Often tracks can pass you by, you presume there just isn't a cover on the particular record you are listening to, well here's one of them and I've found the original to be even more disturbing.


Track: War
Album: Middle Class Revolt
Year: 1994

Yeah so have a listen to The Fall version, it's certainly an odd-shaped track to fit in with the somewhat dreamy LP's tone, with lyrics about love and some whistful bits on there too. This track pulses with not only a relentless backing vocal that annoys as well as confuses, but the main vocal is seemingly endless, ragging on and on to devastating effect. Nigh-on inpenetrable, I'm always secretly glad it's all over as it's a challenging, acutely scary track.

The lyrics are delivered in a loud, but strangely distracted manner, and depict all sorts of messages about war itself. The interplay of ryhme and unpleasant subject manner combine to create a ghastly word poem: 'While war casts her gory locks/Over the deserted docks/She casts her gory locks/Over the deserted docks' just makes the idea of war all that more repugnant. One line that keeps coming up is 'War does what she has to' which is poignant yet deeply depressing at the same time.

I can see why this was chosen as a Fall cover, the lyrics are scrambled under horrible noise so as to distract from their grim reality, which is something I've mentioned within countless posts on this blog. What I cannot get my head around is the music that the original band Henry Cow play, it's like Captain Beefheart trying to break free of shackles, its wild, unruly and even more irritating than you first imagine it could be. Witness the original version here. A scale of dog barks, along with a demented circus-like beat and some circuit-bent sounding trumpet along with a rolling tongue rectiting the lyrics at speed could make most people turn for the off switch, but something makes you keep listening. Witness their free jazz nightmare that brings to mind Reeves and Mortimer's Mulligan and O'Hare, such is the unbridled expressionism on display.

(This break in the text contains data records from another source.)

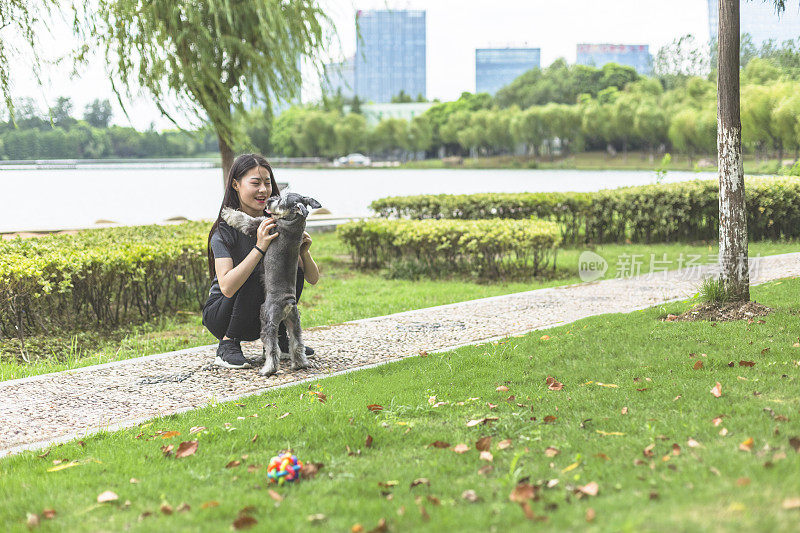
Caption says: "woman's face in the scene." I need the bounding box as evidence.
[233,167,272,217]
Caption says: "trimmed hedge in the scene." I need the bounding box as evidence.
[0,222,209,337]
[370,177,800,243]
[337,219,561,278]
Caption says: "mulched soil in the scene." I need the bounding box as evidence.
[664,301,773,323]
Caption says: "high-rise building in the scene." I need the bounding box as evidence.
[355,10,427,102]
[323,57,356,98]
[576,44,652,74]
[475,48,541,94]
[707,0,800,46]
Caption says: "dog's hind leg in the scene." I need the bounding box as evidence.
[258,302,283,376]
[285,305,308,370]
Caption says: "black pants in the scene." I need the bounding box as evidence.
[203,268,304,341]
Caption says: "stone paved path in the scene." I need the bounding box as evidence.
[0,253,800,455]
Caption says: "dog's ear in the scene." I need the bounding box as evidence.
[303,196,322,209]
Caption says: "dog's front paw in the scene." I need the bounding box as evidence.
[258,357,278,377]
[292,355,309,370]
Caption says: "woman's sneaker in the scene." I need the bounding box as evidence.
[278,335,314,360]
[214,339,251,368]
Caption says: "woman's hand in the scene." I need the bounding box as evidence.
[256,218,278,252]
[300,231,313,255]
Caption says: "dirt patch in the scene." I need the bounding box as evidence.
[663,301,773,323]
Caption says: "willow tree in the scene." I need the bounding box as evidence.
[717,0,786,302]
[0,0,55,122]
[76,0,332,180]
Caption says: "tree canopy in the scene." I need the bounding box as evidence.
[77,0,332,179]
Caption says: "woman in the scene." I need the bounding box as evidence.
[203,154,319,368]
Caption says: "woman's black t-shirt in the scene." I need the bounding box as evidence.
[208,220,304,304]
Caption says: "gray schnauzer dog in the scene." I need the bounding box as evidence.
[222,192,322,376]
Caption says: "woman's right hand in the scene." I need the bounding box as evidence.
[256,218,278,252]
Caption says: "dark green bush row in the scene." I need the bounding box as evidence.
[337,219,560,278]
[371,177,800,243]
[0,222,209,337]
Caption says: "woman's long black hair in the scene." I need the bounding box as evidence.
[206,154,280,279]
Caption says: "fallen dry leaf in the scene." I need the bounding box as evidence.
[578,481,600,496]
[175,440,197,459]
[467,416,500,428]
[369,516,388,533]
[97,490,119,503]
[781,498,800,509]
[231,514,258,531]
[508,483,538,503]
[545,376,564,390]
[461,489,480,503]
[561,462,581,474]
[478,465,494,476]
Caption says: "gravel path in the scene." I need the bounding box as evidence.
[0,253,800,455]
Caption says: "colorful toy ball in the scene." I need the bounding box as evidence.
[267,452,303,485]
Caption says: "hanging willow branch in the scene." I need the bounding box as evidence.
[75,0,333,178]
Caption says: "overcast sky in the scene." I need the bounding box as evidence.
[11,0,708,129]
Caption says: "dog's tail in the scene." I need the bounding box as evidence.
[221,207,267,237]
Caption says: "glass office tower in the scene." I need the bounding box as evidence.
[475,48,541,94]
[576,44,652,74]
[354,10,427,102]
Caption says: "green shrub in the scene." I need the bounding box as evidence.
[370,177,800,243]
[0,222,209,337]
[337,219,561,279]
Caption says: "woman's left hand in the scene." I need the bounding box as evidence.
[300,231,313,255]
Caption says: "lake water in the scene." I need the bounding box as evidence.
[0,165,717,232]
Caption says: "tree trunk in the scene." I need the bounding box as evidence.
[717,0,750,302]
[217,134,233,188]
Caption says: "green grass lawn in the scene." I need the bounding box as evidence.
[0,278,800,531]
[0,233,800,381]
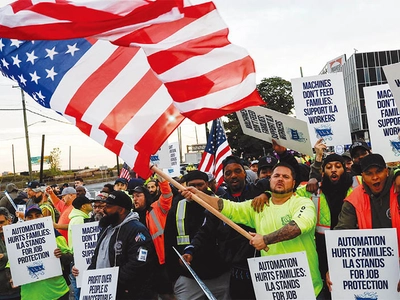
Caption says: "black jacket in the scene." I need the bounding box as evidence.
[89,213,157,299]
[164,192,228,281]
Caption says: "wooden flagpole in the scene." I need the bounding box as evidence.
[150,166,253,240]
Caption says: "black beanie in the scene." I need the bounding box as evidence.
[322,153,345,171]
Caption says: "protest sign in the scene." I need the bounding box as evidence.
[236,106,313,155]
[247,251,315,300]
[364,84,400,162]
[79,267,119,300]
[292,73,351,146]
[325,228,399,300]
[3,217,62,285]
[71,222,100,287]
[382,63,400,107]
[163,142,181,177]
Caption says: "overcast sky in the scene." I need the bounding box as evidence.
[0,0,400,172]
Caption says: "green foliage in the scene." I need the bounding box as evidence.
[224,77,294,158]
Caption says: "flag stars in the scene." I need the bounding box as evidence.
[44,46,58,60]
[10,39,23,48]
[29,71,40,84]
[65,43,79,56]
[1,58,9,69]
[36,91,46,102]
[45,67,58,81]
[26,50,38,65]
[11,54,22,68]
[18,74,26,85]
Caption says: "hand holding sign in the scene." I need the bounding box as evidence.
[249,232,269,251]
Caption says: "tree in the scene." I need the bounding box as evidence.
[49,148,61,175]
[224,77,294,159]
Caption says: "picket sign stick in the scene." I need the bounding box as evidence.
[150,165,253,240]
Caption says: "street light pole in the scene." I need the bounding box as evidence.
[20,88,32,181]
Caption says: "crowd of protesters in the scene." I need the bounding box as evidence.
[0,139,400,300]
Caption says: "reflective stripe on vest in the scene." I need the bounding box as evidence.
[150,210,164,240]
[176,199,190,245]
[311,189,331,234]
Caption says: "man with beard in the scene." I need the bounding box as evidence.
[182,162,322,299]
[296,154,353,297]
[326,154,400,292]
[132,177,175,300]
[146,179,161,202]
[72,191,157,300]
[164,170,230,300]
[47,187,76,242]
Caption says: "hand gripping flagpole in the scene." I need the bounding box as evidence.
[150,165,253,240]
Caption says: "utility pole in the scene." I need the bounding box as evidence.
[13,86,32,181]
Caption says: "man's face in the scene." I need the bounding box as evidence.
[258,167,272,179]
[352,147,369,164]
[147,181,159,195]
[26,188,36,199]
[93,201,106,214]
[76,186,86,197]
[99,204,122,227]
[270,166,295,195]
[344,159,353,172]
[0,215,11,233]
[114,182,128,191]
[75,180,83,189]
[133,192,146,210]
[224,163,246,193]
[187,179,208,192]
[361,167,389,195]
[250,164,258,173]
[25,210,43,221]
[322,161,344,183]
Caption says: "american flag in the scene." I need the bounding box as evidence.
[0,0,264,178]
[198,119,232,186]
[119,163,131,181]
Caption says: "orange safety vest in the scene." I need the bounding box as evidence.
[146,181,173,265]
[345,185,400,253]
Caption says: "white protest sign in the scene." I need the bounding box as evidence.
[292,73,351,146]
[382,63,400,109]
[3,217,62,285]
[79,267,119,300]
[247,251,315,300]
[364,84,400,162]
[163,142,181,177]
[150,141,171,169]
[325,228,400,299]
[236,106,313,155]
[71,222,100,287]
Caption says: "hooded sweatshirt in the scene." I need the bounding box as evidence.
[68,208,90,252]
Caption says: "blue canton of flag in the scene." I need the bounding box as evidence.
[0,38,91,108]
[199,119,232,186]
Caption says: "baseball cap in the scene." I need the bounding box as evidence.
[250,159,258,166]
[61,186,76,196]
[114,178,128,185]
[181,170,209,182]
[222,155,244,170]
[25,204,42,218]
[350,141,371,157]
[72,196,93,209]
[104,190,132,210]
[132,185,145,193]
[258,155,278,170]
[360,153,386,172]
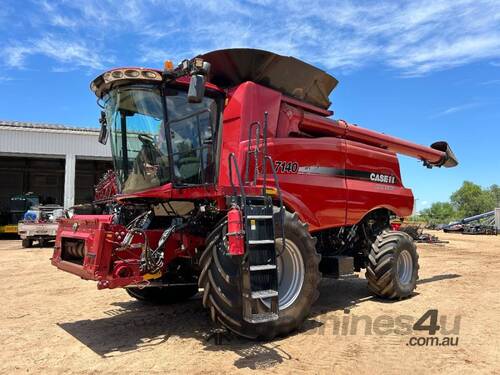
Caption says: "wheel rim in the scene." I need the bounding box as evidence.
[397,250,413,285]
[262,238,305,310]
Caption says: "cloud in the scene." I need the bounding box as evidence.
[432,102,480,118]
[4,35,111,69]
[0,0,500,77]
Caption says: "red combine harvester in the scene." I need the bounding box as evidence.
[52,49,457,338]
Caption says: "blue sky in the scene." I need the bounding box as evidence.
[0,0,500,208]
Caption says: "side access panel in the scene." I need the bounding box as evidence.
[345,140,414,225]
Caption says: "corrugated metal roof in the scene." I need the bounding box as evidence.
[0,120,99,133]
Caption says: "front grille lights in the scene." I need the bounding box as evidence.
[103,69,161,83]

I'm no musical snob, I've watched the likes of Martin Archer several times, but some of it I find very hard to appreciate, this is on the cusp.

As it goes, The Fall version is more accessible, and how many times can you say that?

Sunday 4 March 2012

Day 123: Abstraction, you know it's the smell!

This is just a perfect song, really.


Song: Proteinprotection
Album: The Real New Fall LP
Year: 2003

Here's a quite direct and brooding piece with some excellent vocals from 2003, now around that time, it was still quite new to have 'sciencey' bits on hair adverts and one thing they always harped on about and still do is the prevalence and importance of protein in hair. As Simon Pegg once wrote for Spaced, all of the words associated with it are 'made up to make hair seem important'. I know this song is probably absolutely nothing to do with all this, but it certainly fuels my rant. The lines about abstraction add to this, often in these ads, protein 'cells' would be bouncing around on impossibly shiney hair in the strangest situations.

Looking closely at the lyrics, it's like a defiant stand really, the repetition of 'Out of the masses/Any time' over and over suggests a middle finger to all and sundry, the stuff about chimney's being king confuses me though, what could it mean?

If, which is very unlikely, the song is about Pantene or one of the many gooey hair products out there, I can't imagine these ads taking up as much time as he gives them here. The whole song seems abstract as he suggests, the music goes from bubbling Sonic Youth-style tension to 60s-pop soaring majesty and back a few times.

His vocals on here sound as if he is addressing someone from a shed on a loud-hailer, and at one point a bee or wasp has flown in and he does that agitated noise that brings to mind the 'Hick-wap-huh' of the Man Whose Head Expanded, which almost sounds like a vocal spasm. The backing vocals deserve a mention on this too, just sublime 'oohs' but lift it from just a throwaway track into something utterly uncanny and richly diverse. A mutated song,  but one that will remain in my head for the rest of today at least.